Overgangsrecht bestaande tanks
Bovengrondse stationaire opslagtanks met vloeibare zuurstof die zijn geïnstalleerd voor 1 januari 2017 voldoen aan paragraaf 4.3 en 4.4 (m.u.v. 4.3.4.2) van de PGS 9:1983.
Inpandig
Een inpandige ruimte voor de stationaire opslagtank met vloeibare zuurstof voldoet aan de volgende voorschriften van de PGS 9:
- 3.13.3: WBDBO 60 min, gasdicht gescheiden, ondergrond bestand tegen extreem lage temperaturen en geen open verbindingen
- 3.13.5: geen andere goederen, stoffen
- 3.13.14: afblaasopeningen blazen af naar een veilige plaats in de buitenlucht
In afwijking van 3.13.3 kan het bevoegde gezag bij maatwerkvoorschrift andere eisen stellen aan de ondergrond van de opslagruimte.
Externe veiligheidsafstanden
Het Activiteitenbesluit geeft in artikel 4.5 lid 2 de afstanden voor twee of meer bovengrondse opslagtanks tot (beperkt) kwetsbare objecten.

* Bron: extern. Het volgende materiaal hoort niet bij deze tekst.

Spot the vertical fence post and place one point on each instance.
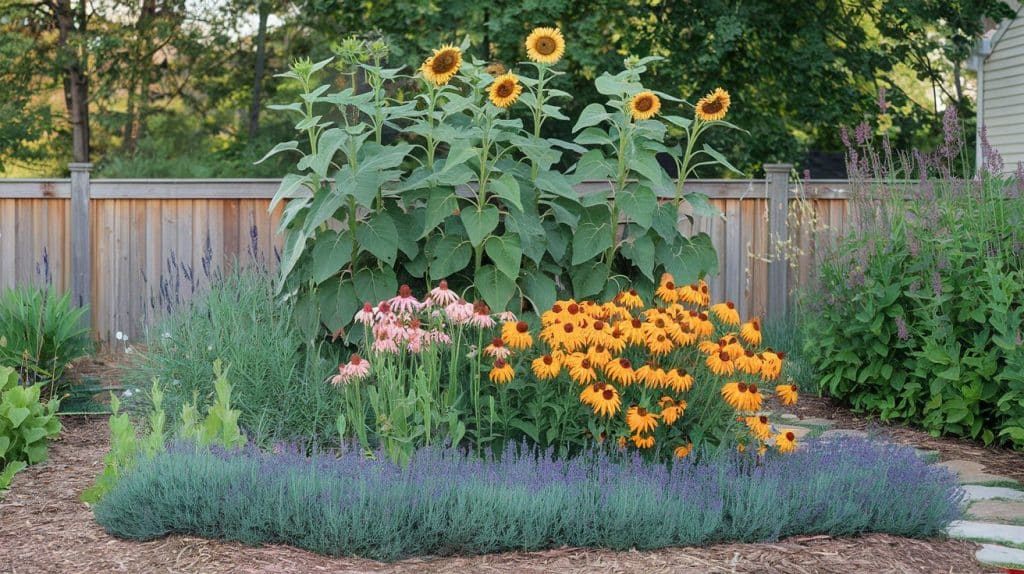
(777, 183)
(81, 241)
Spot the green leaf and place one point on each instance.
(505, 252)
(496, 288)
(507, 188)
(451, 255)
(479, 222)
(593, 235)
(379, 236)
(639, 204)
(331, 253)
(375, 283)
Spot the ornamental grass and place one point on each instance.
(448, 502)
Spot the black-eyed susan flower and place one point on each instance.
(607, 401)
(440, 68)
(714, 105)
(505, 90)
(759, 427)
(751, 332)
(720, 363)
(640, 420)
(545, 45)
(785, 441)
(667, 290)
(630, 299)
(502, 372)
(726, 312)
(771, 364)
(787, 393)
(621, 370)
(645, 105)
(546, 366)
(678, 380)
(643, 441)
(516, 335)
(682, 451)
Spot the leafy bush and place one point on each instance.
(446, 502)
(278, 383)
(923, 305)
(26, 426)
(470, 191)
(41, 334)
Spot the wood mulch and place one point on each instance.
(45, 528)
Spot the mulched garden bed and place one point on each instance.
(45, 528)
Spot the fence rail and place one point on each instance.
(132, 248)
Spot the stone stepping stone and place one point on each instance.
(986, 532)
(993, 555)
(978, 492)
(972, 473)
(997, 511)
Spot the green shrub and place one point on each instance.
(921, 319)
(41, 334)
(26, 425)
(279, 382)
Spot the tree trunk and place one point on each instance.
(254, 109)
(76, 80)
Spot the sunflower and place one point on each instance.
(678, 380)
(440, 68)
(607, 401)
(785, 441)
(630, 299)
(786, 393)
(682, 451)
(505, 90)
(502, 372)
(516, 335)
(751, 332)
(726, 312)
(720, 363)
(545, 45)
(640, 420)
(759, 426)
(714, 105)
(643, 442)
(644, 105)
(546, 367)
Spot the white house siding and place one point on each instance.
(1004, 94)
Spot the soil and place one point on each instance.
(45, 528)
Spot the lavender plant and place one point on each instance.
(448, 502)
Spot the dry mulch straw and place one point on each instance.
(45, 528)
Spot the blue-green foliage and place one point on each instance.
(445, 502)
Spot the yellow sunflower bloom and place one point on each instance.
(545, 45)
(751, 332)
(785, 441)
(645, 105)
(440, 68)
(505, 90)
(714, 105)
(640, 420)
(787, 393)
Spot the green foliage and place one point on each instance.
(485, 205)
(41, 334)
(922, 313)
(26, 425)
(240, 321)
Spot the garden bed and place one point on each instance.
(46, 528)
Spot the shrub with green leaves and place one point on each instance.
(923, 305)
(41, 333)
(26, 425)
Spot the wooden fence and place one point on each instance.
(131, 249)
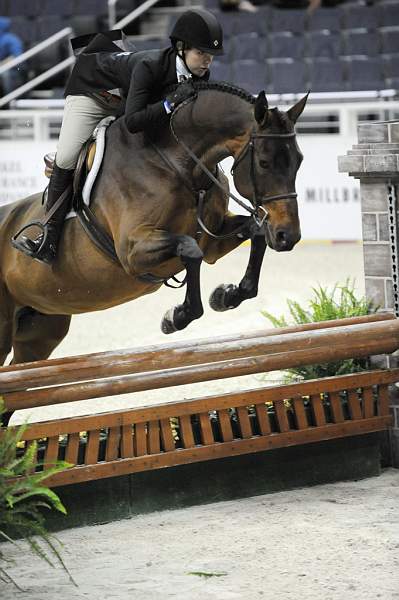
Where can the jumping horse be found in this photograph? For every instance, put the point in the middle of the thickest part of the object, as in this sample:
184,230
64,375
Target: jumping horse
147,199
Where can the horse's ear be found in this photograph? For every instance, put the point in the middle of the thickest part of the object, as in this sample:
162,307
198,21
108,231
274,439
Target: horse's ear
261,108
295,111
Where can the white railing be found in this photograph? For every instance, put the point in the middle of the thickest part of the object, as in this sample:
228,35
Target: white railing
53,39
134,14
65,64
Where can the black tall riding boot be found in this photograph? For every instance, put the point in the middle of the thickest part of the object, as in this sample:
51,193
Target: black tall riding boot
44,247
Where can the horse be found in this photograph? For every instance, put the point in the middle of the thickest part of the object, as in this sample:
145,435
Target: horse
145,199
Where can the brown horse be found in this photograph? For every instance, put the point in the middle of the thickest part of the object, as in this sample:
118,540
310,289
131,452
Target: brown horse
148,206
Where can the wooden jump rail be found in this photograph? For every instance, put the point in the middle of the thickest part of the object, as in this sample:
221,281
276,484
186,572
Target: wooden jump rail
128,441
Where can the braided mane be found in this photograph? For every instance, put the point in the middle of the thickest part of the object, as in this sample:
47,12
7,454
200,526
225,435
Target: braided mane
228,88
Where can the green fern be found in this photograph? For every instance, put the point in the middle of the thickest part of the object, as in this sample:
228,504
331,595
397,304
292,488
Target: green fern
24,498
325,305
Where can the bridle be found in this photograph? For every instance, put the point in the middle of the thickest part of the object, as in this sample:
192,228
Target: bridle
250,147
257,211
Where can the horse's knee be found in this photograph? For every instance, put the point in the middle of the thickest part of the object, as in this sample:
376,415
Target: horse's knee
188,250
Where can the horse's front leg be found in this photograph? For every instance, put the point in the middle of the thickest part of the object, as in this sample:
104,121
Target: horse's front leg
156,254
181,315
227,296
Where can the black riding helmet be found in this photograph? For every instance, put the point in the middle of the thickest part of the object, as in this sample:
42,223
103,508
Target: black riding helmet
199,29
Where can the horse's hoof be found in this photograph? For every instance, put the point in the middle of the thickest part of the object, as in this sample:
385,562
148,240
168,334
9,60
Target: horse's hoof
168,324
217,300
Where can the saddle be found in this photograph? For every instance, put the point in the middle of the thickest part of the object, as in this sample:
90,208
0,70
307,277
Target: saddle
49,159
88,166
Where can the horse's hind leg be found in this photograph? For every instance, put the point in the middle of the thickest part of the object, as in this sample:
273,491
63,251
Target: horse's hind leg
36,335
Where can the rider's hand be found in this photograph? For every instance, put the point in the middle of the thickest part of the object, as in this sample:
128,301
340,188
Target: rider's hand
182,92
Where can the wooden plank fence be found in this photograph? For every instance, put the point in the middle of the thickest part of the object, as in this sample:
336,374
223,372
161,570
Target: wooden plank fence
169,434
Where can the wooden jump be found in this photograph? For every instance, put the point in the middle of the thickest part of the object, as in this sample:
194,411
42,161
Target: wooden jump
128,441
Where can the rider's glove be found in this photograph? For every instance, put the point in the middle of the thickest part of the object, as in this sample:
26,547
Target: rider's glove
182,92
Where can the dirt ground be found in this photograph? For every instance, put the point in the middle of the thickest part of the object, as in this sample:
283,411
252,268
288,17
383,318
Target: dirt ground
327,542
284,275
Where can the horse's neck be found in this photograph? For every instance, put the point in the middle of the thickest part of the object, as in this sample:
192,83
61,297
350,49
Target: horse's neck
210,126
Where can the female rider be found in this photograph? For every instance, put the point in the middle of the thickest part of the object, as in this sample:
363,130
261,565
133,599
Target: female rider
106,74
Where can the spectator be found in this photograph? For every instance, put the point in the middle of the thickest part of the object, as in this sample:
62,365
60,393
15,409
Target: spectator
10,46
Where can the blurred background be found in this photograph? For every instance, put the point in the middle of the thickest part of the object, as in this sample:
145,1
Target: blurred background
345,52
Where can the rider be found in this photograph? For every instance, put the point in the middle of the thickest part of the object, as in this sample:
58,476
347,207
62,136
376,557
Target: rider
108,79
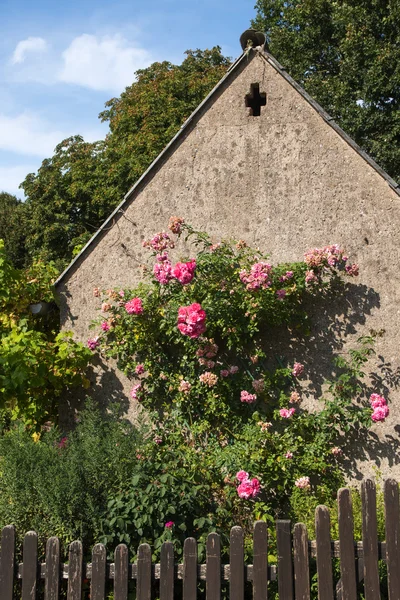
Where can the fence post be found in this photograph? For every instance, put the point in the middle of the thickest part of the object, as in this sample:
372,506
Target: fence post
392,534
301,563
189,586
324,560
99,565
370,541
30,566
167,571
236,564
7,558
260,561
143,588
52,577
346,545
285,559
121,572
75,558
213,561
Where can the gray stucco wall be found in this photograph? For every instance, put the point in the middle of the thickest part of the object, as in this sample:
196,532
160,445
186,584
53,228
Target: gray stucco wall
285,181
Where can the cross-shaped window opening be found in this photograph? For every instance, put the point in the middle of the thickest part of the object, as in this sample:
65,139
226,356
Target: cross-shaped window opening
254,100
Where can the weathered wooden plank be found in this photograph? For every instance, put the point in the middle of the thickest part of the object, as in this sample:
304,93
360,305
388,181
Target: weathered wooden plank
213,562
370,541
260,561
98,573
144,573
7,562
189,574
236,558
167,571
392,534
346,542
29,576
301,562
285,559
52,577
323,548
75,557
121,573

Als er binnen een afstand van 10 meter van een zuurstoftank een andere opslagtank voor propaan, propeen, zuurstof, koolzuur, argon, helium of stikstof aanwezig is, dan moet de afstand tussen de zuurstoftank en een (beperkt) kwetsbaar object minimaal 20 meter zijn.